23.10.07

Com afecto Sem açúcar

Nassalete Miranda, in O Primeiro de Janeiro

“Envergonho-me um pouco desta posição” disse o senhor Presidente da República quando confrontado com os números que colocam Portugal entre os países mais pobres da União Europeia.

Espanto, distracção ou indignação?!

Como não quero crer que esteja distraído, nem que se espante, pois Cavaco Silva há muito que confessou ler jornais, só posso considerar aquela frase como um desabafo de indignação.

Mas não chega indignar-se senhor Presidente Cavaco Silva!

Como não basta mostrar-se preocupado com o abismo que separa os pobres dos ricos nem com a injustiça e a imoralidade que presidem à desigualdade na distribuição de rendimentos.

É preciso acção!

Claro que o “Estado só por si não consegue resolver estes problemas”, mas deve dar o exemplo no sentido da poupança, nas verbas a dispor para a justiça social, na firme fiscalização das empreitadas, nos milhões que são pagos anualmente a determinados consultórios de advogados, na responsabilização das derrapagens orçamentais nas obras públicas – só para dar alguns exemplos.

Não cabendo ao Chefe de Estado uma intervenção directa, cabe-lhe agir em função da esperança dos mais de dois milhões de pobres portugueses.
Os alertas serão escutados.

O País que governou durante 10 anos, está hoje mais pobre, mais triste, mais aflito, mais desesperado.

Mas acontece que um País não empobrece de um dia para o outro!

Também a pobreza de um País não se resolve só com altas conversações à mesa farta!

Há uma insensibilidade e desconhecimento do Portugal real que assusta.

O Governo de Sócrates, precisa de sair mais dos gabinetes. Não só para inaugurações com figurantes “à la page”, mas sobretudo para ver e ouvir como sobrevivem os desempregados, os idosos, os doentes em listas de espera crescentes nos hospitais, os sem abrigo.

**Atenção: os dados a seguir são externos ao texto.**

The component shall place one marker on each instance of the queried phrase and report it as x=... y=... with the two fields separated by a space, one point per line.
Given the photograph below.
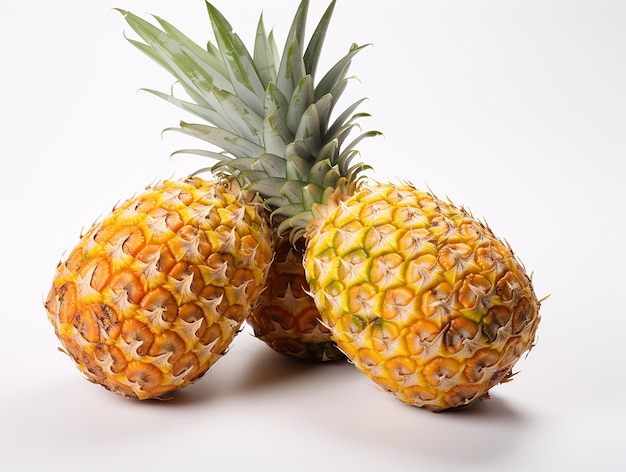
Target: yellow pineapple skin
x=286 y=317
x=154 y=293
x=420 y=296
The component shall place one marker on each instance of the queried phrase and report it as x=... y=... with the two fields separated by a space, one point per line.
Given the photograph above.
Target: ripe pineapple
x=154 y=293
x=271 y=119
x=421 y=297
x=418 y=294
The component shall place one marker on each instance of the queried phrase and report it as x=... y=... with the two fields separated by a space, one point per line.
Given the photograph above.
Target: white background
x=515 y=109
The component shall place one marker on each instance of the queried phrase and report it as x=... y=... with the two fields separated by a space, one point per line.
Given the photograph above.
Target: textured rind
x=421 y=297
x=286 y=317
x=155 y=292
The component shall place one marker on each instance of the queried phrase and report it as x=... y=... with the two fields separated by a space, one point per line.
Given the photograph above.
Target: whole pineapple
x=272 y=121
x=154 y=293
x=418 y=294
x=421 y=297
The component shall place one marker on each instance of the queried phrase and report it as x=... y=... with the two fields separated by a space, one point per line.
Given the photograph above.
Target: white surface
x=515 y=109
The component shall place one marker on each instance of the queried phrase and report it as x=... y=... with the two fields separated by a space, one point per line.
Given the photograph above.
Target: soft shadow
x=251 y=371
x=471 y=435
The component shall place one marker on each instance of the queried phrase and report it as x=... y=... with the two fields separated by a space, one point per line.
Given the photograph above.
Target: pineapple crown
x=264 y=111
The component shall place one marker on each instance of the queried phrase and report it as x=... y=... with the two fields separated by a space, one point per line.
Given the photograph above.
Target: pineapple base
x=420 y=296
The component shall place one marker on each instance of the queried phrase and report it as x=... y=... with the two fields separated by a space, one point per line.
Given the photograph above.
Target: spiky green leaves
x=264 y=111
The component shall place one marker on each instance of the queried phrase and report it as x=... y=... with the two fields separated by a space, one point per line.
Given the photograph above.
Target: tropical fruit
x=418 y=294
x=154 y=293
x=421 y=296
x=271 y=120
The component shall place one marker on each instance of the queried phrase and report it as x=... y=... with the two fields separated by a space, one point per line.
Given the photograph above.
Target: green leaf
x=336 y=73
x=314 y=49
x=301 y=99
x=271 y=165
x=179 y=60
x=265 y=55
x=276 y=135
x=242 y=71
x=230 y=142
x=204 y=112
x=247 y=122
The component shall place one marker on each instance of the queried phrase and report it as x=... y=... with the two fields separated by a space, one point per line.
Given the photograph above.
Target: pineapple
x=270 y=121
x=154 y=293
x=419 y=295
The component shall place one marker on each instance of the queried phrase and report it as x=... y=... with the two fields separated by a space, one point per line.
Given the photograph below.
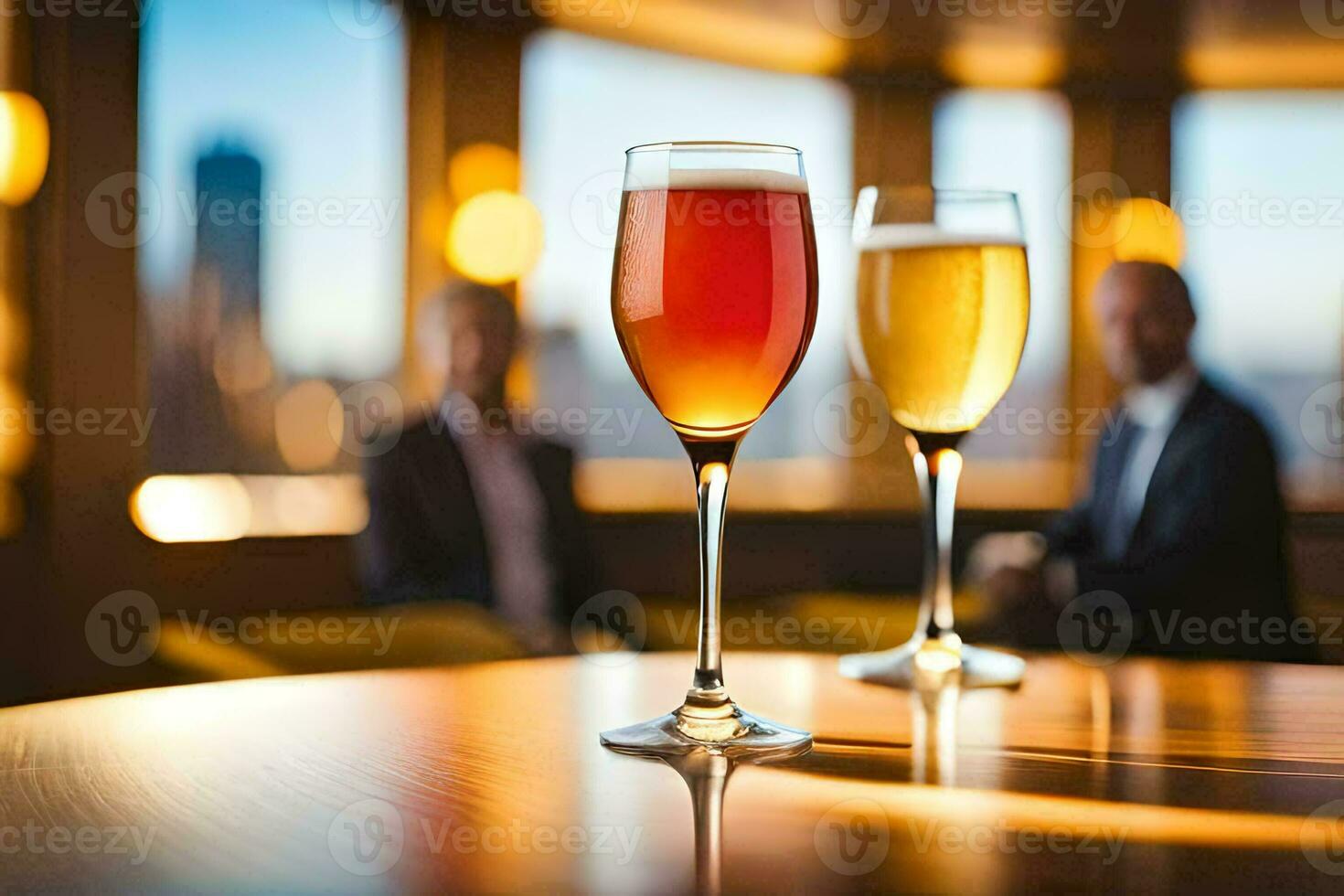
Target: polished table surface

O Governo precisa de saber, realmente, que há fome no nosso País!

Que a “miséria envergonhada” aumenta diariamente, que há centenas de milhar de cidadãos a morrer aos poucos com 6 euros, repito por extenso e a bold, seis euros, por dia!!!

É motivo de vergonha, sim, senhor Presidente.

De todos nós. É verdade! Porque todos temos tendência para virar as costas à pobreza. Mas os Governos são eleitos para alterarem as condições de vida dos cidadãos mais carenciados. E os governantes eleitos e que são pagos por todos nós, têm o dever de trabalhar no sentido de criar as condições necessárias à melhoria da qualidade de vida de quem os elegeu.

Não vejo suficientes esforços no Governo de Sócrates que alterem a curto prazo estes números! A curto prazo, que a fome e a miséria não podem aguardar pelos medidas a médio prazo!

Preocupados? Naturalmente que deverão estar!

Mas acontece que os despedimentos continuam, empresas a fechar também, os salários não acompanham a inflação, os medicamentos, a luz, a água, a alimentação estão cada vez mais caros, o endividamento e o crédito mal parado crescem na justa medida que aumentam os roubos e a marginalidade.
Cenário pessimista?


Não. Realista.

Há anos que as notícias de pobreza em Portugal fazem manchete.
Há anos que muitos de nós alertam para a desigualdade entre o desperdício governamental, o fausto de uns quantos e a fome de milhões.
Já aqui escrevi que devemos primeiro olhar para nós antes de passar o cheque a terceiros.

A solidariedade é essencial, mas deve começar pela nossa casa!
Seria demagógico sugerir que um senhor ministro tentasse “viver” com um ordenado mínimo só um mês, (já não me refiro aos seis euros por dia…) mas era capaz de ser um bom desafio…!

Nota: A propósito de pobreza: Jardim Gonçalves pagou a dívida do seu filho ao BCP – 12 milhões de euros. Coisa pouca!!!